While many think about the positives and benefits that SEO can apply, it’s important to remember that the competition is almost always stiff. In many niches, your competitors will do everything in their power to undermine your performance and claim those benefits for themselves. One of the easiest ways for them to do this is to utilize negative SEO.
Today, we’ll discuss what negative SEO entails and what you can do to keep an eye out for it.
Watch for Inbound Links
Arguably the easiest way to competitors and brands to target you with negative SEO is to create inbound links to your website from dubious sources. From the traditional link farms to purposefully and personally-crafted black hat websites, the effects that inbound links can have on your brand is immense.
Arguably one of the most common criticisms with search engines’ current link policies, brands shouldn’t have to face the wrath of random websites linking to them and destroying their credibility in the process. Nevertheless, it is very easy, quick and affordable for competitors to engage in this kind of activity. Thankfully, disavowing tools exist that can allow you to eliminate any impact these tactics will have – but you must keep an eye on any inbound links pinging your website on a regular basis.

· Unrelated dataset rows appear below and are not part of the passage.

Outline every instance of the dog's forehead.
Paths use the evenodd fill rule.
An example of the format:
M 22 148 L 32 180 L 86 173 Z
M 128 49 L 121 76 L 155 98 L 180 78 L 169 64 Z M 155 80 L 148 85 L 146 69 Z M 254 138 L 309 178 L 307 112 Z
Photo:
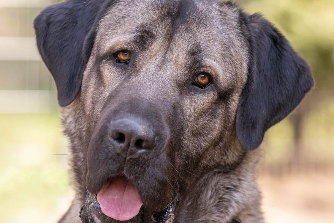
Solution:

Watch for Content Scraping
Another problem for brands that have stiff competition is content scraping or duplicate content issues. Particularly an issue with competitors who have more of a presence in a niche than you, this entails brands stealing your website content as soon as it is published and passing it off as their own. Because their rankings and standings may be better than yours (and also because their websites may be indexed more frequently), this tactic can result in you being penalized for “duplicating” content you originally wrote!
Ultimately, this negative SEO tactic is harder to keep track of than inbound links, but there are tools available that monitor the internet for any instances of plagiarism, helping you to avoid the very worst situations with these type of attack. Additionally, if you believe you’re a victim of this strategy, take manual steps to ensure that your content is being indexed as quickly as possible after publication.
Particularly potent if your brand provides products or services online, the fake review tactic is a powerful example of just how much negative SEO can hurt. All it takes are a few accounts created to leave nasty or negative reviews on platforms such as Google and Yelp: once these start pinging your website or brand as a bad place to visit, the effects are almost immediate.
Search engines will begin downgrading your visibility, and even without this effect, customers who peruse reviews before buying (many do) will get a bad first impression of your brand. Thankfully, just like with inbound links, there are ways to dispute this – but the burden of proof that they are in fact negative is much higher.
It’s a shame that people will stoop so low to hurt their competitors, but this is the reality of today’s cut-throat online world. Even though you can’t stop others from attacking you, you can be on the lookout for the most common types of negative SEO and position yourself to act in response.